In scikit-learn an object that has a fit method is called an estimator. The method fit is composed of two elements: (i) a learning algorithm and (ii) some model states. The learning algorithm takes the training data and training target as input and sets the model states. These model states are later used to either predict (for classifiers and regressors) or transform data (for transformers).

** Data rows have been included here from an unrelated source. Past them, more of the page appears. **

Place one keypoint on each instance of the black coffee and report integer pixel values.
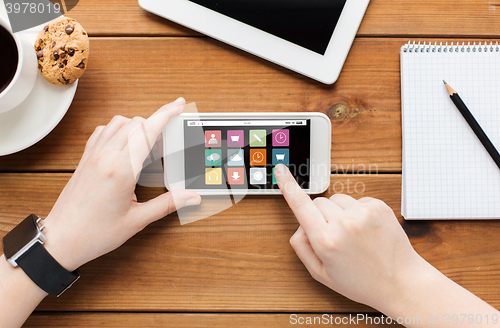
(9, 58)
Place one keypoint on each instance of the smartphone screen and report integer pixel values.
(241, 153)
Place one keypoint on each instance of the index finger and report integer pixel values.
(309, 216)
(143, 136)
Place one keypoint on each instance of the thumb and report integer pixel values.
(167, 203)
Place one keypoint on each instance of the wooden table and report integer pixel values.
(236, 269)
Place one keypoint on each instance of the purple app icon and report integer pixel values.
(281, 138)
(235, 138)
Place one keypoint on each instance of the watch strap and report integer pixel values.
(45, 271)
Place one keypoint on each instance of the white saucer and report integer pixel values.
(38, 115)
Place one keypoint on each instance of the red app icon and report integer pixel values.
(213, 138)
(236, 175)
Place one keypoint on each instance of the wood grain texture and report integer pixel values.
(242, 262)
(444, 18)
(161, 320)
(364, 104)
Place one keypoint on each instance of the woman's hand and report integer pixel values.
(355, 247)
(98, 210)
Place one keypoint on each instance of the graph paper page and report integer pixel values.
(447, 172)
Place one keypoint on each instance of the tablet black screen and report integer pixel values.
(307, 23)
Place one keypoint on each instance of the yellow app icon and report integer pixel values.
(213, 175)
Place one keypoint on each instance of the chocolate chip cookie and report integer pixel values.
(62, 49)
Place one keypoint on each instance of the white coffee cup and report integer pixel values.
(27, 69)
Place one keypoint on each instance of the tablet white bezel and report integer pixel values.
(173, 149)
(324, 68)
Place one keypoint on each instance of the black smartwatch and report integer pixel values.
(23, 246)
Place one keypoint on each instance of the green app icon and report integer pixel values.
(257, 138)
(213, 157)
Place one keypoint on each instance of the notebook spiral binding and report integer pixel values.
(418, 47)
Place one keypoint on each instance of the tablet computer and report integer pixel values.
(311, 37)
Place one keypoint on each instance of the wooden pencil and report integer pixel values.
(473, 124)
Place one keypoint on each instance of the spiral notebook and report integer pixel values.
(447, 173)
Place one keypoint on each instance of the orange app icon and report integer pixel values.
(258, 157)
(236, 175)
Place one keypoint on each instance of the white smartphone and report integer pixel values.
(224, 153)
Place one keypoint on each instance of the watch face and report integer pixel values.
(21, 235)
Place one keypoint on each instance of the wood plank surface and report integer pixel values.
(443, 18)
(242, 262)
(135, 76)
(240, 320)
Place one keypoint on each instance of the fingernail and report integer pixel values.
(193, 201)
(280, 169)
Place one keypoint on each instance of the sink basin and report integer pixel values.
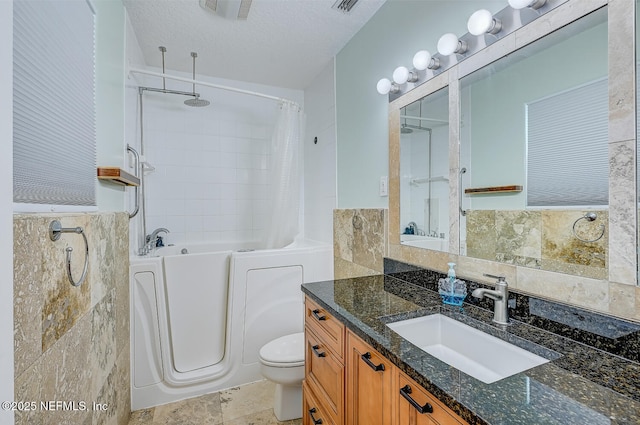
(474, 352)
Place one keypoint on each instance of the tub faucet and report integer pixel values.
(500, 297)
(152, 239)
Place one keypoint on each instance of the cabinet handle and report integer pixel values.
(314, 420)
(367, 359)
(316, 352)
(316, 314)
(405, 391)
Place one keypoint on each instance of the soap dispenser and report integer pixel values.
(451, 274)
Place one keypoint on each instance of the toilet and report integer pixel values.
(282, 361)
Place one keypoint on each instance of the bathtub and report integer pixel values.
(201, 312)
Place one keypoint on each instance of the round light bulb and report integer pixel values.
(480, 22)
(448, 44)
(421, 60)
(401, 75)
(384, 86)
(520, 4)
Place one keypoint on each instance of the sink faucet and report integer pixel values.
(500, 296)
(152, 239)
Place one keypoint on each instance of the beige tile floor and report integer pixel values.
(250, 404)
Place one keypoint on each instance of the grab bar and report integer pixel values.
(55, 230)
(136, 157)
(462, 171)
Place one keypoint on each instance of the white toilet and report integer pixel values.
(282, 361)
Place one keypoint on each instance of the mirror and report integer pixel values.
(534, 143)
(424, 172)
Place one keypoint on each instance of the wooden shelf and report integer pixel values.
(493, 189)
(118, 176)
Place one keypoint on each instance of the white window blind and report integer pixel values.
(53, 102)
(567, 147)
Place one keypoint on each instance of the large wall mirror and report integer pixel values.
(424, 172)
(534, 151)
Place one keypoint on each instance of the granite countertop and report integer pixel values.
(581, 384)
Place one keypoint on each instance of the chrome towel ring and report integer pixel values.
(55, 230)
(589, 217)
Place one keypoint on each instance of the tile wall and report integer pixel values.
(71, 344)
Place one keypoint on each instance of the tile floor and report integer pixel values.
(250, 404)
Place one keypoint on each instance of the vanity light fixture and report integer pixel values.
(423, 60)
(449, 44)
(483, 22)
(521, 4)
(385, 86)
(401, 75)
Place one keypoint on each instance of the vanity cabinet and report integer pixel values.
(369, 384)
(348, 382)
(324, 367)
(416, 406)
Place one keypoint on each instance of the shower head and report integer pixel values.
(197, 102)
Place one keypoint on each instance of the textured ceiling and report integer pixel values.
(284, 43)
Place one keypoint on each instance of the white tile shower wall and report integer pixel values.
(211, 175)
(320, 158)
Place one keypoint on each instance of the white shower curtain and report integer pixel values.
(283, 224)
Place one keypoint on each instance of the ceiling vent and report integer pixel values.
(344, 6)
(229, 9)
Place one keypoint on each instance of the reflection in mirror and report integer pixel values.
(534, 142)
(424, 172)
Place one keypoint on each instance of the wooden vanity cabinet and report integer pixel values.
(369, 384)
(416, 406)
(324, 366)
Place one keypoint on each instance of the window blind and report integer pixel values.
(567, 147)
(53, 102)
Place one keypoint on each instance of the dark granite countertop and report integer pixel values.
(580, 385)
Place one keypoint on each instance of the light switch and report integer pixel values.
(384, 186)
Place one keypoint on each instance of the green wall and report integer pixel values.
(390, 39)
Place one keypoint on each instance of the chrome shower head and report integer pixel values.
(197, 102)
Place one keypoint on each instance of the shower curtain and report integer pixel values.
(283, 224)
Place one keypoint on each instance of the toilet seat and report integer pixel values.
(286, 351)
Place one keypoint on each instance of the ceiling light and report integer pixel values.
(450, 44)
(482, 21)
(385, 86)
(401, 75)
(521, 4)
(423, 60)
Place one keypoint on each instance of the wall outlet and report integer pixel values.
(384, 186)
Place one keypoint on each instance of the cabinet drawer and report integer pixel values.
(313, 412)
(418, 407)
(324, 373)
(325, 326)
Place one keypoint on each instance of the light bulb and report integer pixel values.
(401, 75)
(450, 44)
(421, 60)
(521, 4)
(482, 21)
(384, 86)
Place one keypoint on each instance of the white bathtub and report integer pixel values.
(199, 319)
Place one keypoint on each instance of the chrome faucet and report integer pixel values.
(152, 239)
(500, 297)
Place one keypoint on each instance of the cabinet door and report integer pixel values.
(369, 384)
(416, 406)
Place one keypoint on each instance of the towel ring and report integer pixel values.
(589, 217)
(55, 230)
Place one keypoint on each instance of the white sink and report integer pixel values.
(474, 352)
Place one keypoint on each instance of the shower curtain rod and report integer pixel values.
(215, 86)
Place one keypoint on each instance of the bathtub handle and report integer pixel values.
(366, 357)
(313, 419)
(316, 352)
(316, 314)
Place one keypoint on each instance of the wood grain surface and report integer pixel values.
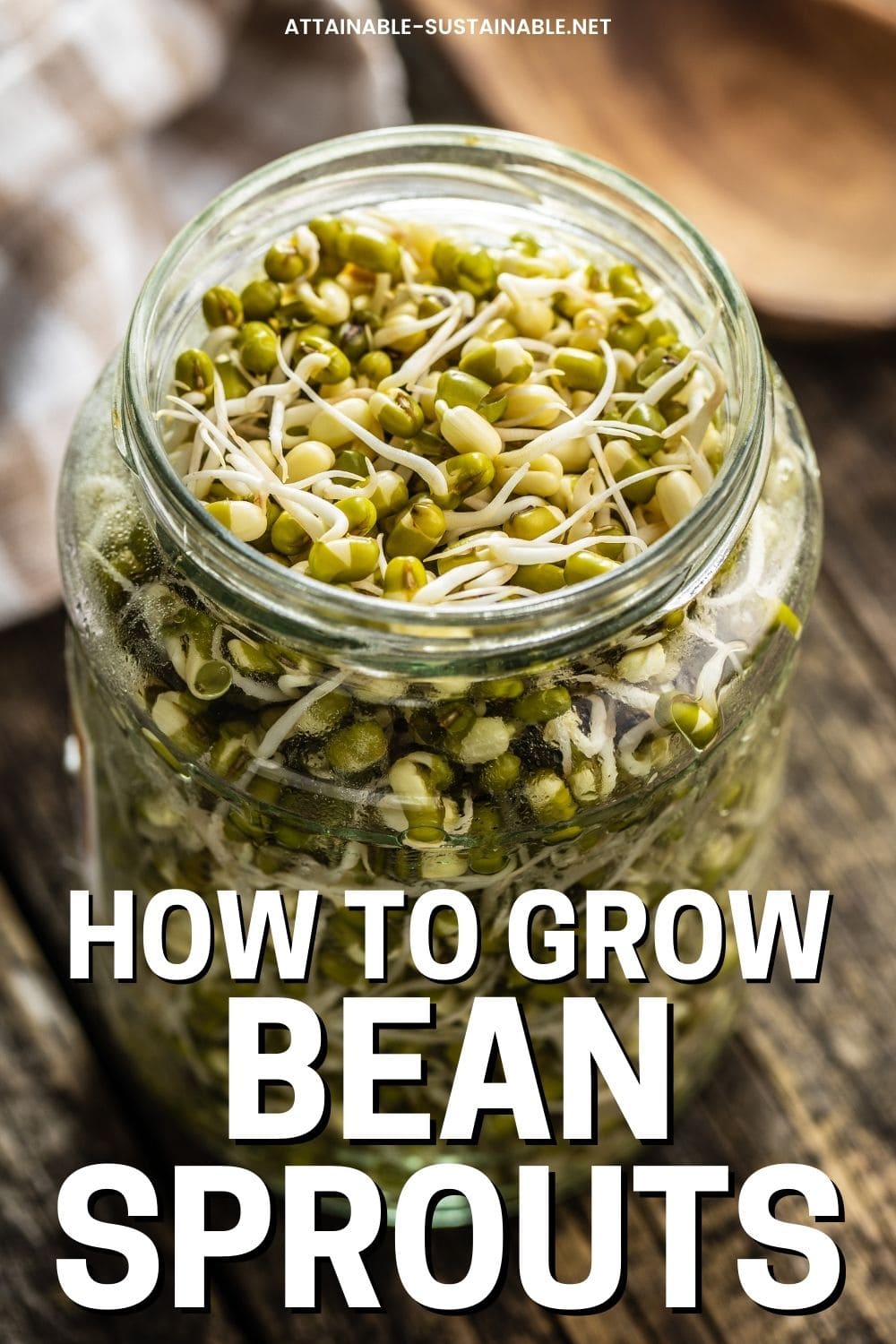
(771, 125)
(809, 1077)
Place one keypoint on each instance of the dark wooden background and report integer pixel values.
(809, 1077)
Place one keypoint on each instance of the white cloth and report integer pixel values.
(118, 120)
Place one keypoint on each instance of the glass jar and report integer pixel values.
(190, 652)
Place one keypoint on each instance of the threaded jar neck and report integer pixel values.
(450, 175)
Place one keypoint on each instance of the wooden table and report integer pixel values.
(809, 1078)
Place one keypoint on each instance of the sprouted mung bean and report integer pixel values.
(430, 421)
(438, 422)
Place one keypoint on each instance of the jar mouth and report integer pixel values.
(509, 172)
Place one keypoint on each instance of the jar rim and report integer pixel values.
(419, 640)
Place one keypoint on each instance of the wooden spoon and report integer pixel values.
(771, 125)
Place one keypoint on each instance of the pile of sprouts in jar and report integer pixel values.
(433, 421)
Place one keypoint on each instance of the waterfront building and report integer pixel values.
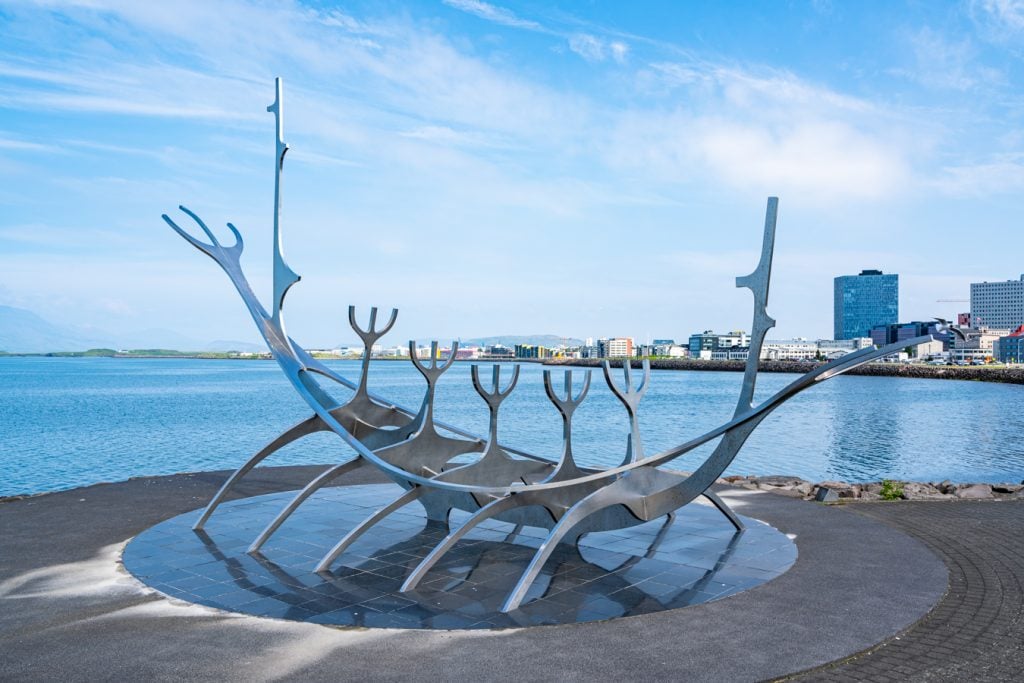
(530, 351)
(710, 341)
(1011, 347)
(662, 346)
(890, 334)
(616, 347)
(975, 344)
(499, 352)
(677, 351)
(731, 353)
(863, 301)
(834, 348)
(997, 304)
(788, 349)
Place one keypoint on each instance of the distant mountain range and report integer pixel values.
(512, 340)
(24, 332)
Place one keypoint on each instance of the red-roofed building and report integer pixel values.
(1011, 347)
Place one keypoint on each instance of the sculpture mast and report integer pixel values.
(284, 276)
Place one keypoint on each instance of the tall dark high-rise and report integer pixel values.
(864, 301)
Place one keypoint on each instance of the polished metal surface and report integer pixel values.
(501, 483)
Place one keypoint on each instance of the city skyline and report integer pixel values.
(486, 167)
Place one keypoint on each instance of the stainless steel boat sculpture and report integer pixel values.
(504, 483)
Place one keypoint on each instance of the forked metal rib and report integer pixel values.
(366, 525)
(566, 468)
(630, 397)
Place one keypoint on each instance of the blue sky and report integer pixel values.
(582, 169)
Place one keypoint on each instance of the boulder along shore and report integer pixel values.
(970, 373)
(888, 489)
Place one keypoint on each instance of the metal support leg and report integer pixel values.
(304, 428)
(572, 516)
(367, 524)
(481, 515)
(724, 509)
(325, 477)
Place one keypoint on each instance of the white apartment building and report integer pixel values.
(979, 345)
(620, 347)
(997, 304)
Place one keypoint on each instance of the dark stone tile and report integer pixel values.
(612, 573)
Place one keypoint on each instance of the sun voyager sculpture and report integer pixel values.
(417, 452)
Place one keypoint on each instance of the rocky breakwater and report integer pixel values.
(1006, 375)
(888, 489)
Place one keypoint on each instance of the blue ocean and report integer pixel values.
(70, 422)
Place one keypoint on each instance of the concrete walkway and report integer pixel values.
(976, 633)
(69, 611)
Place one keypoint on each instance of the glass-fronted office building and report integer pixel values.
(864, 301)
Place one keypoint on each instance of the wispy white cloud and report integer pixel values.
(945, 62)
(494, 13)
(982, 179)
(592, 48)
(1006, 17)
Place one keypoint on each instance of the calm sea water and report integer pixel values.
(69, 422)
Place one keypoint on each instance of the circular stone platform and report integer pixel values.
(664, 564)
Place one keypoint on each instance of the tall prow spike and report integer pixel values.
(758, 283)
(284, 276)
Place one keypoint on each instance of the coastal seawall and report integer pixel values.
(975, 374)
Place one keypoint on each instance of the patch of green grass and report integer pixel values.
(891, 491)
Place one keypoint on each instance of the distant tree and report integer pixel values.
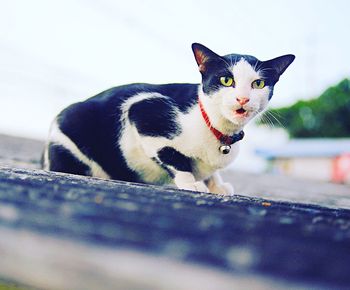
(326, 116)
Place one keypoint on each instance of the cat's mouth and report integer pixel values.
(241, 112)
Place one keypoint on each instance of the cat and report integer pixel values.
(179, 134)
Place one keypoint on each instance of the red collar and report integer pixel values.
(224, 139)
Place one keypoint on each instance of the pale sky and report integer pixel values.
(54, 53)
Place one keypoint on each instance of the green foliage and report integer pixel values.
(326, 116)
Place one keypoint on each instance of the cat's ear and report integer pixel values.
(203, 55)
(280, 63)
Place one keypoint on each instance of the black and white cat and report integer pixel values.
(178, 134)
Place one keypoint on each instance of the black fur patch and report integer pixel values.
(172, 157)
(61, 160)
(155, 117)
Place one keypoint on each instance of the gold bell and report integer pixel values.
(225, 149)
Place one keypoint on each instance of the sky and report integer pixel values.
(54, 53)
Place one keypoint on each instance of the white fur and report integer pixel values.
(196, 140)
(58, 137)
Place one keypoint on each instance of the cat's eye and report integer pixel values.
(227, 81)
(258, 84)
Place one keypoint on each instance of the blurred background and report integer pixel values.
(54, 53)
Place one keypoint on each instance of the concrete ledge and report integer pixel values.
(50, 222)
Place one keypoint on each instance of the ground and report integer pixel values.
(61, 231)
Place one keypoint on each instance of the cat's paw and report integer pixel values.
(223, 188)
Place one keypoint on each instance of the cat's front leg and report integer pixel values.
(216, 185)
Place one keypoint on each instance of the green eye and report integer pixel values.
(258, 84)
(226, 81)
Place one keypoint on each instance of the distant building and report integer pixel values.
(318, 159)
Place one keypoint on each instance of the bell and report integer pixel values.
(225, 149)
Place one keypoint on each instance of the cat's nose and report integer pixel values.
(242, 101)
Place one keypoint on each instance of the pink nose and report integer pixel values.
(242, 101)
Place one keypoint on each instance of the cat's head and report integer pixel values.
(235, 87)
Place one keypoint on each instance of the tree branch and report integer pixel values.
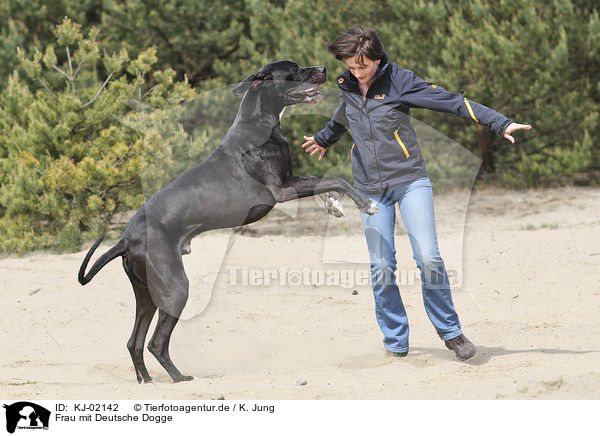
(71, 70)
(98, 93)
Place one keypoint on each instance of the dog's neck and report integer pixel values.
(257, 106)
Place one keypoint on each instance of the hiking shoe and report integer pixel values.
(463, 348)
(396, 353)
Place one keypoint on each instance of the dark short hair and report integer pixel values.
(357, 43)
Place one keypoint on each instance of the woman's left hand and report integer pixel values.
(512, 127)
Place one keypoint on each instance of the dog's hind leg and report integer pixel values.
(159, 345)
(169, 288)
(144, 312)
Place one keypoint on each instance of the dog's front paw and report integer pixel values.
(371, 209)
(334, 207)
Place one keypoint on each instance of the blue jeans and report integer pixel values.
(415, 200)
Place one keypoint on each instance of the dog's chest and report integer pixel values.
(269, 163)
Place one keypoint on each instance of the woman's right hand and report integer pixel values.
(313, 146)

When building a machine learning model, it is important to evaluate the trained model on data that was not used to fit it, as generalization is more than memorization (meaning we want a rule that generalizes to new data, without comparing to data we memorized). It is harder to conclude on never-seen instances than on already seen ones. Correct evaluation is easily done by leaving out a subset of the data when training the model and using it afterwards for model evaluation. The data used to fit a model is called training data while the data used to assess a model is called testing data.
- Models that rely on the distance between a pair of samples, for instance k-nearest neighbors, should be trained on normalized features to make each feature contribute approximately equally to the distance computations.
- Many models such as logistic regression use a numerical solver (based on gradient descent) to find their optimal parameters. This solver converges faster when the features are scaled.
Working with non-scaled data will potentially force the algorithm to iterate more as we showed in the example above. There is also the catastrophic scenario where the number of required iterations is larger than the maximum number of iterations allowed by the predictor (controlled by the max_iter) parameter. Therefore, before increasing max_iter, make sure that the data are well scaled.
Choosing an encoding strategy depends on the underlying models and the type of categories (i.e. ordinal vs. nominal):
In general OneHotEncoder is the encoding strategy used when the downstream models are linear models while OrdinalEncoder is often a good strategy with tree-based models.